Mumbai: Insolvency and Bankruptcy Code 2016 is a law that was implemented through an act of Parliament. IBC got Presidential assent in May 2016 and was put into effect after that. Certain provisions of the act were imposed in August in the same year.
Of late, the IBC has been in news as the issue of how to tackle $150 billion bad loans has taken a centre point in the what-to-do-list of India's financial sector, particularly the ailing banking sector. Here are key facts that you should know as to how and for who a proceeding under IBC is initiated.
-- The Code highlights insolvency processes for individuals, companies and partnership firms. It may be noted that, under IBC debtor and creditor both can start 'recovery' proceedings against each other.

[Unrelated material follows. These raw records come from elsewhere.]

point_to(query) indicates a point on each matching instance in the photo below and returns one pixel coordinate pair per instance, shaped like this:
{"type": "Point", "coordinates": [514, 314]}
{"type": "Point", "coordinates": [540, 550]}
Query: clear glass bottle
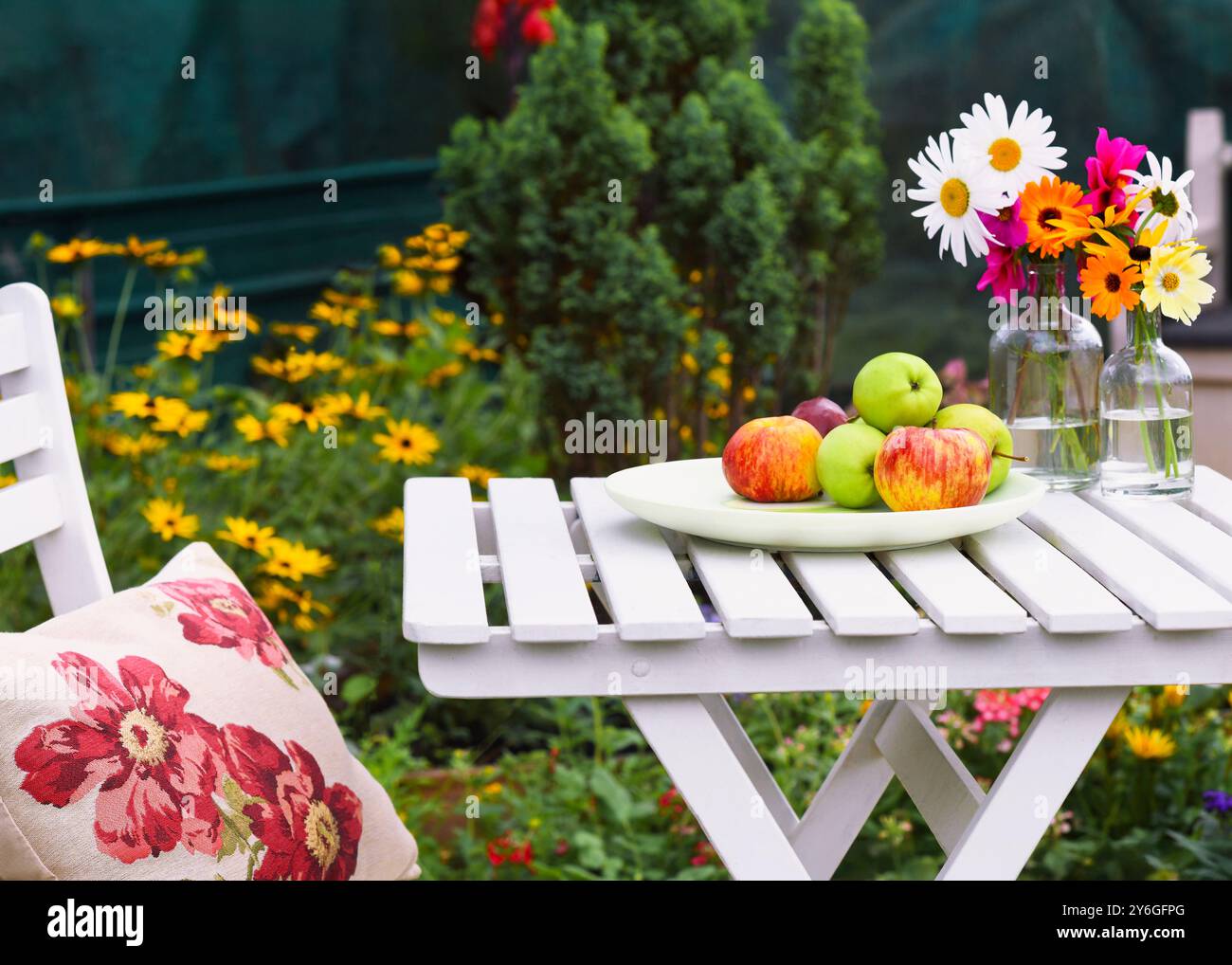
{"type": "Point", "coordinates": [1043, 364]}
{"type": "Point", "coordinates": [1146, 395]}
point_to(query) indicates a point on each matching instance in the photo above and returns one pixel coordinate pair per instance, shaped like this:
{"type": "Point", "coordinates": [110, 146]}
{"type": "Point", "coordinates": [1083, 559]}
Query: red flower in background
{"type": "Point", "coordinates": [504, 850]}
{"type": "Point", "coordinates": [497, 20]}
{"type": "Point", "coordinates": [153, 762]}
{"type": "Point", "coordinates": [311, 830]}
{"type": "Point", "coordinates": [223, 615]}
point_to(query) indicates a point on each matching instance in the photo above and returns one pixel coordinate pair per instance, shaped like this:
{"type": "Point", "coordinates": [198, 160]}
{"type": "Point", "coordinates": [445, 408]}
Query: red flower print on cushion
{"type": "Point", "coordinates": [153, 762]}
{"type": "Point", "coordinates": [223, 615]}
{"type": "Point", "coordinates": [311, 832]}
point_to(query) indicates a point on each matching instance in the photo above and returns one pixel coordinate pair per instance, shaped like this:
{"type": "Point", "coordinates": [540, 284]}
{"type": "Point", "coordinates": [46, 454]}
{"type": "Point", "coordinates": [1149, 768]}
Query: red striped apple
{"type": "Point", "coordinates": [932, 468]}
{"type": "Point", "coordinates": [772, 460]}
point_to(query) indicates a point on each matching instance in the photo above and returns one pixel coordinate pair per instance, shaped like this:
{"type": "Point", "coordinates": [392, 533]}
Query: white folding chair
{"type": "Point", "coordinates": [48, 504]}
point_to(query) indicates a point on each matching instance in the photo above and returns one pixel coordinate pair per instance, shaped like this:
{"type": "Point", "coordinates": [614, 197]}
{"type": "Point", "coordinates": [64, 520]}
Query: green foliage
{"type": "Point", "coordinates": [598, 805]}
{"type": "Point", "coordinates": [713, 284]}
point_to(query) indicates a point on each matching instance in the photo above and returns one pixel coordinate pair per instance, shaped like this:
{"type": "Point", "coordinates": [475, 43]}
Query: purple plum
{"type": "Point", "coordinates": [821, 413]}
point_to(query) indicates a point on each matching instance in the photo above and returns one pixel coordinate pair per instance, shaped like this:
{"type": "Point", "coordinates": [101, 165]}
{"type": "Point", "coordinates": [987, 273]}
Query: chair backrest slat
{"type": "Point", "coordinates": [49, 504]}
{"type": "Point", "coordinates": [28, 510]}
{"type": "Point", "coordinates": [13, 353]}
{"type": "Point", "coordinates": [20, 427]}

-- Companies have to complete the entire insolvency exercise within 180 days under IBC. The deadline may be extended if the creditors do not raise objections on the extension.
-- For smaller companies including startups with an annual turnover of Rs 1 crore the whole exercise of insolvency must be completed in 90 days and the deadline can be extended by 45 days.
-- Insolvency and Bankruptcy Board of India has been appointed as a regulator and it can oversee these proceedings. IBBI has 10 members; from Finance Ministry and Law Ministry the Reserve Bank of India.
-- IBC permits hiring services of licensed professionals who have total control over assets of debtor while the proceedings are going on at a tribunal.
-- Two tribunals have been authorised to resolve insolvency issues and pronounce their judgement on them. One is National Company Law Tribunal for companies and the other Debt Recovery Tribunal for individuals.